Osnabrück

Reise durch Automobilgeschichte

- Das Meller Museum bietet Zeitreise durch die Automobilgeschichte. Die Ausstellung zeigt ausschließlich fahrbereite Wagen.

Im Automuseum Melle (bei Osnabrück) riecht es nach Öl und Benzin. Alles erinnert an eine Autowerkstatt. Heiner Rössler, der die Schau vor 27 Jahren mitbegründet hat, sieht das Haus als ein „lebendiges Museum“. Über drei Etagen würden nur „echte, fahrbereite Autos“ gezeigt, betont der 73-Jährige. Insgesamt stehen auf rund 300 Quadratmetern 250 bis 350 Autos aus den vergangenen Epochen der Automobilgeschichte. Die Zahl schwankt, weil die Fahrzeuge nicht im Besitz des Museums sind, sondern von Leihgebern zur Verfügung gestellt werden. Für die Besucher sei das besonders interessant, sagt Rössler. Schließlich werde der Bestand so ständig erneuert.

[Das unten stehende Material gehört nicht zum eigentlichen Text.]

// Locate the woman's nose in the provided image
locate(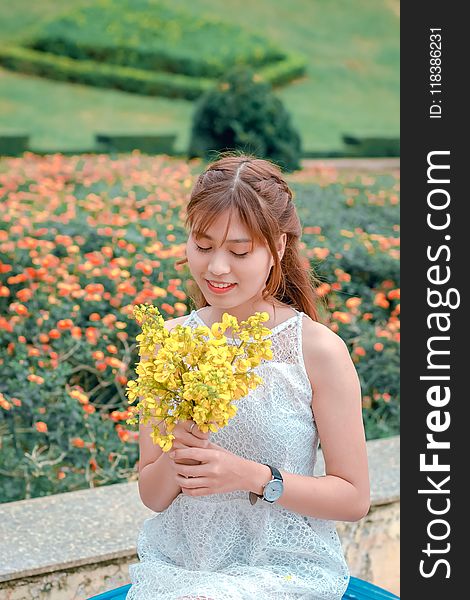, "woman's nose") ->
[208,253,230,275]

Einer der Leihgeber ist Günther Dammler. Sein Schatz ist ein Lotus Sportwagen aus dem Jahr 1962. Es ist der erste und einzige Wagen der Welt, der aus glasfaserverstärktem Kunststoff hergestellt wurde. „Das ganze Auto besteht aus Plastik“, sagt der pensionierte Diplom-Kaufmann. Daher, so erzählt er mit Besitzerstolz, roste das Auto nicht und verbrauche wegen seines geringen Gewichts wenig Benzin. Die windschnittige Form des Wagens biete zudem wenig Luftwiderstand.

Viele von den Leihgebern sind an der Historie interessiert und stellen dem Museum die Autos zur Verfügung, um „der Allgemeinheit etwas Gutes zu tun“, berichtet Rössler. Die Besitzer übernehmen meist auch die Wartung der Fahrzeuge. Ersatzteile brauchen jedoch die wenigsten. Das sei „eine Erfindung der Autoindustrie“, meint Rössler. Früher seien die Teile eben nachhaltiger gebaut worden.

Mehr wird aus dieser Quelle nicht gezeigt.